Memory loss is the one of the first signs of cognitive impairment related to Alzheimer’s disease.

As the disease advances, it can cause severe symptoms like temporal and spatial disorientation, changes in behavior and mood, confusion and finally difficulty in walking, talking and swallowing.

Study

For the study, the research team investigated whether aging seeds (which are proteins that clump together with age to form aggregates) could induce the aggregation of Amyloid beta (Aβ) plaques, through a phenomenon called cross-seeding.
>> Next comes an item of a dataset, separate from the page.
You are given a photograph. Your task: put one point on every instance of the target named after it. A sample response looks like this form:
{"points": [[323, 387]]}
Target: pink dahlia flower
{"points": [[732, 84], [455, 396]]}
In cross-seeding, different protein aggregates can induce the aggregation of another.

The test subject for the study was C. elegans, which has limited number of cells.

The testing showed that in vitro aggregation of Aβ plaque could be induced by age-dependent protein aggregates. This was particularly true for older C. elegan specimens where the age-dependent protein aggregates induced Aβ aggregation through cross-seeding.

How were the Tests Verified?

When the tests were conducted in vitro on mouse brain extracts of different age groups, the results showed a similar outcome : age-dependent protein aggregates induced Aβ plaque aggregation through cross-seeding.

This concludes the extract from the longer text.